In Zukunft muss gelten: „Safety First“ für Patienten und Ärzte

Kaum ein Thema bewegt die niedergelassenen Ärzte in diesen Zeiten rapide steigender Coronavirus-Infektionszahlen so wie die Frage der fehlenden Schutzausrüstung. Selbst wenn bis Ende der Woche, wie angekündigt, zehn Millionen Schutzmasken sowie weiteres Schutzmaterial an die Praxen verteilt werde, sollten die Ereignisse der letzten Wochen der Ärzteschaft zu denken geben, so der Vorsitzende des Thüringer Hartmannbundes und Geraer Augenarzt Dr. med. Jörg Müller.

„Es ist eine gute Nachricht, dass wir endlich die dringend benötigte Schutzausrüstung bekommen. Nicht nur für die Praxen, sondern auch für unsere Patienten, denen oft gar nicht bewusst ist, dass mit dem Arztbesuch ein erhöhtes Infektionsrisiko einhergeht.“ Zugleich stellt Müller fest: „Was wir in den vergangenen Wochen erlebt haben, darf eigentlich so nicht passieren. Ich habe noch die Aussagen der Politik in den Ohren, dass wir in Deutschland angeblich bestens vorbereitet seien – kurze Zeit später geht uns das Schutzmaterial aus, trotz entsprechender Warnungen der Lieferanten an das Gesundheitsministerium. Da kommt man sich vor wie im falschen Film“.

Er persönlich ziehe aus diesen Ereignissen zwei Schlussfolgerungen, so Müller weiter: „Zum einen bringen wir Ärzte viel zu leicht uns selbst und auch unsere Patienten in Gefahr, wenn wir ohne die für den medizinischen Betrieb elementarsten Ausstattungen praktizieren. Oft ist die Motivation dahinter, dass einem Patienten unter keinen Umständen Hilfe verweigert werden darf, was ich 100%ig nachvollziehen kann.
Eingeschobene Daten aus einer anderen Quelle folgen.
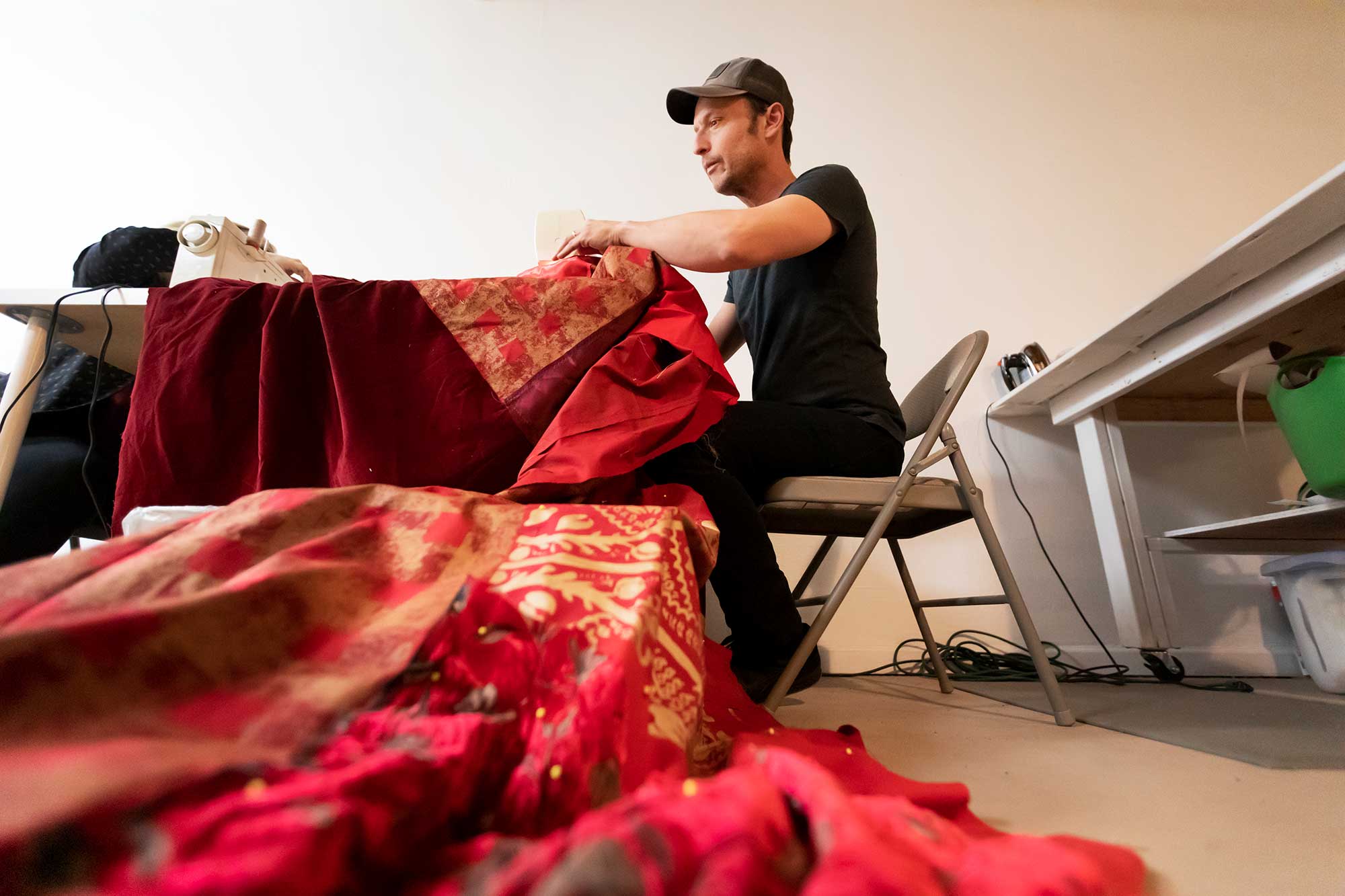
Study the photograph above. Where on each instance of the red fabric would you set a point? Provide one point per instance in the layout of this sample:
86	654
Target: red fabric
376	689
576	372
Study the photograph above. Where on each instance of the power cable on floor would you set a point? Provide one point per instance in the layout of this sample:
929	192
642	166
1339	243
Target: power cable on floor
969	658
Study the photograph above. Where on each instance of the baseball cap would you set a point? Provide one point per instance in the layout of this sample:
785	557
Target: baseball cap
734	79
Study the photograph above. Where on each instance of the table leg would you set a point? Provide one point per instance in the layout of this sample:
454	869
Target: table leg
1125	555
32	349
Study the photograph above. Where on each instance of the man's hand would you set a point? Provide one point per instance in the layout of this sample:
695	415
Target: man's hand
592	239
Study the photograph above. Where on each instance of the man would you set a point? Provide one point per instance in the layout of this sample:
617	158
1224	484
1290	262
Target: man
802	261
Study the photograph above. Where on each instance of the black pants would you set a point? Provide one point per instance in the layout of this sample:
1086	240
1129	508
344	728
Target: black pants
48	499
734	464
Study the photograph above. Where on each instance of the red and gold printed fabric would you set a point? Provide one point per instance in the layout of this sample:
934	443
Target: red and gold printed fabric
427	690
555	381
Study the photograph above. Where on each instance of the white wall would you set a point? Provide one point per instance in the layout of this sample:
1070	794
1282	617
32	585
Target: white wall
1035	169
Aber ausreichende Patientenversorgung und Infektionsschutz müssen selbst in Zeiten mangelnden Schutzmaterials kein Widerspruch sein, wenn wir es klug anstellen.“ Ein Beispiel sei das Herunterfahren der Praxiskapazitäten, etwa durch koordinierte Rotationen mit anderen Niedergelassenen. Dies setze voraus, dass die Patienten auf die nicht aufschiebbaren Fälle reduziert würden, was in so einer Notlage – und nur davon sei hier die Rede – machbar sein sollte. Eine weitere Vermittlung nicht absolut dringlicher Notfälle über die Terminservicestellen seitens der KVen sei gerade jetzt äußerst kontraproduktiv.

„Zum anderen kann ich nur allen Kollegen raten, maximalen Druck auf die für die Materialversorgung zuständigen Akteure – Lieferanten und unsere Vertreter und die Angestellten in den KVen – auszuüben, damit die Probleme auch bei den Verantwortlichen ankommen“, äußert sich Müller weiter. „Nur wenn wir uns wehren und die von den Verantwortlichen organisierten Missstände anprangern und unsere Forderungen aktiv platzieren, werden wir gehört, das lehrt mich auch meine persönliche Erfahrung. Notfalls mit der unbequemen Botschaft, dass ohne Schutzausrüstung die ärztliche Tätigkeit in der Praxis oder im Bereitschaftsdienst eingestellt werden muss, wie es das Robert-Koch-Institut empfiehlt“, so Müller abschließend.